Nintendo Wii pioneered hands-free motion control technology, and Microsoft's Kinect improved it significantly, but the technology has now taken an impressive leap forward with Leap Motion. Various industries from surgeries to architecture, gaming, design and others may be revolutionized.
San Francisco-based startup company Leap Motion has unveiled its extraordinary Leap 3D motion control system, which enables users to control their computers with a hundredth of a millimeter accuracy and touch-free gestures such as pinch-to-zoom.
The Leap 3D motion control system is a tiny USB input device about the size of a pack of gum, but with a sophisticated software platform. Most people have seen what Kinect can do by now, and the system has become very popular by allowing developers to create games and other software enabling people to use their bodies to control what's on their screens. The system proved great for sports games, dancing, fighting and other physical activities, but Kinect's ability to recognize movement is somewhat limited, as CNET points out.
200 Times More Sensitive
Leap, however, is 200 times more sensitive than anything else on the market, according to the company, and it can sense motion down to the slight twitch of a finger. The motion control system creates a four-cubic feet "three-dimensional interaction space", and is reportedly more precise and responsive than a mouse or a touch screen, and as reliable as a keyboard.
Leap Motion CTO David Holz made a demonstration to CNET, showing how the system can perform a range of functions such as navigating an OS or browsing the Web with a subtle finger movement; pinch-to-zoom on maps; enabling engineers to work with a 3D model of clay; manipulating complex 3D data visualizations; precision drawing in 2D or 3D; playing games; writing in the air to sign digital documents, and other such cool functions.
Open to Developers
Another notable aspect is that Leap Motion wants to release the technology into a diverse ecosystem that would support many third-party applications, rather than keeping it closed and trying to develop the apps itself.
"We want to create as vibrant a developer system as possible, and we're reaching out to developers in all sorts of fields," Leap Motion CEO Michael Buckwald told CNET. "We want there to be world-changing applications that fundamentally transform how people interact with their operating systems or browse the Web...The goal is to fundamentally transform how people interact with computers and to do so in the same way that the mouse did, which means that the transformation affects everyone, both from the most basic use case all the way up to the most advanced use cases you can imagine for computing technology."

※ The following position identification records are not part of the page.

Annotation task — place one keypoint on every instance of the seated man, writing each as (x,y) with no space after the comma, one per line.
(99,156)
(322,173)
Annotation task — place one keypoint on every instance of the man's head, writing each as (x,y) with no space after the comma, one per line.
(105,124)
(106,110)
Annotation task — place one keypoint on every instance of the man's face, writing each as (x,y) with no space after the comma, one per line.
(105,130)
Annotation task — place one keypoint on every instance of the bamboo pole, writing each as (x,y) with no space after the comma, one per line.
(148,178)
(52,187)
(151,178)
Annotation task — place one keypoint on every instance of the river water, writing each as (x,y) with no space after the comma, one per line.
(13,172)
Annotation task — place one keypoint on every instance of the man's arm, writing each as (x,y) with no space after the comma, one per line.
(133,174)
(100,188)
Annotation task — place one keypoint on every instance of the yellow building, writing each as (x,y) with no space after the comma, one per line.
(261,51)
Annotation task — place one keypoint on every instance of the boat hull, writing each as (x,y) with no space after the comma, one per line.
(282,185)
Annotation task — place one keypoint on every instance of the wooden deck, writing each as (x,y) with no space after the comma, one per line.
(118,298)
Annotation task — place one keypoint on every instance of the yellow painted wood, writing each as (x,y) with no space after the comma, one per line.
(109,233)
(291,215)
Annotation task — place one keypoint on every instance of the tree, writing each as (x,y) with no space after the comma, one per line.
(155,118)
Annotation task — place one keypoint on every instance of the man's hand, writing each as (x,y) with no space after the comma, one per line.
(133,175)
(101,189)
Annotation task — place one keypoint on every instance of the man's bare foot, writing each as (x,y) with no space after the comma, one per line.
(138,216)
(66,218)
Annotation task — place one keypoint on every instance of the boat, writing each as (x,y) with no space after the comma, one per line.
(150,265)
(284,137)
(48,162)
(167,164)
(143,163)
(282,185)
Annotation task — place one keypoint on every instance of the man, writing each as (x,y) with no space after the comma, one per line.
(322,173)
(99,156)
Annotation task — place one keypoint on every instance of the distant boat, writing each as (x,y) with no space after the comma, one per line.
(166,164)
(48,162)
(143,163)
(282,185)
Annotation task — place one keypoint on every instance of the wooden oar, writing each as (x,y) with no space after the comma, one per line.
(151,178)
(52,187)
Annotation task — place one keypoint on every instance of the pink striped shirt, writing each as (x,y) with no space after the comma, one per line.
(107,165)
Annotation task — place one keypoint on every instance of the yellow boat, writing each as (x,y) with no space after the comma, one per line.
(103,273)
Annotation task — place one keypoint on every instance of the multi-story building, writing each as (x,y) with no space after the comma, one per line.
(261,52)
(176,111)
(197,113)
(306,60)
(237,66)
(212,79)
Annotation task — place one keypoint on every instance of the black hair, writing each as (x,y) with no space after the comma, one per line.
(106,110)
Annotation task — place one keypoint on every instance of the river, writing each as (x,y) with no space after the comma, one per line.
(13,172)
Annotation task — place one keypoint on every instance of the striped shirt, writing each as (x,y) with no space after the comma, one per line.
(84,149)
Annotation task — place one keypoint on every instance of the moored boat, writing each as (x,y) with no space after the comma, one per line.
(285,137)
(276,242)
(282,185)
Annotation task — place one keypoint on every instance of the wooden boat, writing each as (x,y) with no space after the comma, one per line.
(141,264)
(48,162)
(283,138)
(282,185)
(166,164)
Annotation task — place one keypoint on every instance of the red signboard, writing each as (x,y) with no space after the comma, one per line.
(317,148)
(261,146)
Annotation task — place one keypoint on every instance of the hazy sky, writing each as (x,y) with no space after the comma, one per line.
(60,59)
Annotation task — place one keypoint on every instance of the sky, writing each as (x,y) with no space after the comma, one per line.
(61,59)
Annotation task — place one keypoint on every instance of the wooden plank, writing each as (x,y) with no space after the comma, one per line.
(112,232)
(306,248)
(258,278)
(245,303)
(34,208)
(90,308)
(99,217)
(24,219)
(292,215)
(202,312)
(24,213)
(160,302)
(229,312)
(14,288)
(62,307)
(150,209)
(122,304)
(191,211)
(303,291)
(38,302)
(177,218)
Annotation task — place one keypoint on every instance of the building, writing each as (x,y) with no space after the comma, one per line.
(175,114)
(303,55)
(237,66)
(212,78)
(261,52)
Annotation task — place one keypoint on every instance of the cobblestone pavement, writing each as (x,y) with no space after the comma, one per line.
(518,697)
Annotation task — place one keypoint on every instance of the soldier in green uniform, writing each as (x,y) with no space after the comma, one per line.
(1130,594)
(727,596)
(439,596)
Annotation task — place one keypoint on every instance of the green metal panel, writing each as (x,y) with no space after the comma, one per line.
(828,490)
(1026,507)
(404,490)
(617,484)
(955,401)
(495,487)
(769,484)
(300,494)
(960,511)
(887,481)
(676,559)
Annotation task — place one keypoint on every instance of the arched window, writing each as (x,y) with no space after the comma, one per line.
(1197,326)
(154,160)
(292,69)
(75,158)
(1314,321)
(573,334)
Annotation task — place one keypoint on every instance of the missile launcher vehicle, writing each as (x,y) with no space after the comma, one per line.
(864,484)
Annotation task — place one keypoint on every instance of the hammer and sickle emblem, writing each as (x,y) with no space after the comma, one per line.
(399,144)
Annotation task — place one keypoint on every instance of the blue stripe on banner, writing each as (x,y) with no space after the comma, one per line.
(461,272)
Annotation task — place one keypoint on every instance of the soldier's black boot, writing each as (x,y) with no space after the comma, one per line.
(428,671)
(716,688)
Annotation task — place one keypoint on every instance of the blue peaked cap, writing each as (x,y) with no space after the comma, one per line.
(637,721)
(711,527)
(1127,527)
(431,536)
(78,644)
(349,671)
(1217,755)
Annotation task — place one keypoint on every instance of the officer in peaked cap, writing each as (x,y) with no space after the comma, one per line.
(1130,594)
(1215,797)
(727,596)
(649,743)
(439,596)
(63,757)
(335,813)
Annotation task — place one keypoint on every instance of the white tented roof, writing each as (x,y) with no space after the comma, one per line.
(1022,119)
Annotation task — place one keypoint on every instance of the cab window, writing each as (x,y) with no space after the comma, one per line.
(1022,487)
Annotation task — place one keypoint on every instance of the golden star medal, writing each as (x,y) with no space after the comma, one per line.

As opposed to Microsoft, which initially launched the Kinect as a closed system, Leap Motion chose from the start to involve developers. The company wants users who have purchased the Leap motion control system to be able to access an app store and buy a wide range of apps built for the device. "We believe that ultimately, the sheer number of use cases for this technology are so great that the value can only be realized by making it open," Buckwald added, as cited by CNET.
Ready, Set, Go!
Leap Motion has already received over 1,000 inquiries from developers interested in the project, and it expects that number to grow "exponentially" as more people hear about the technology. The company will be looking for a few hundred developers to start with, but will expand the program soon after by sending out 15,000 - 20,000 free developer kits. According to Buckwald, Leap Motion is immediately starting to take applicants for the program. "We're going to ask developers what kinds of things they envision building and from that, we're going to make decisions about the order on which we bring developers into the program," said Buckwald, as cited by CNET.
The Leap 3D motion control system will be available for just $69.99, and a select few can pre-order starting Monday, May 21, 2012, with shipments starting this winter. Software developer kits are available as well, enabling developers to create Leap-based programs.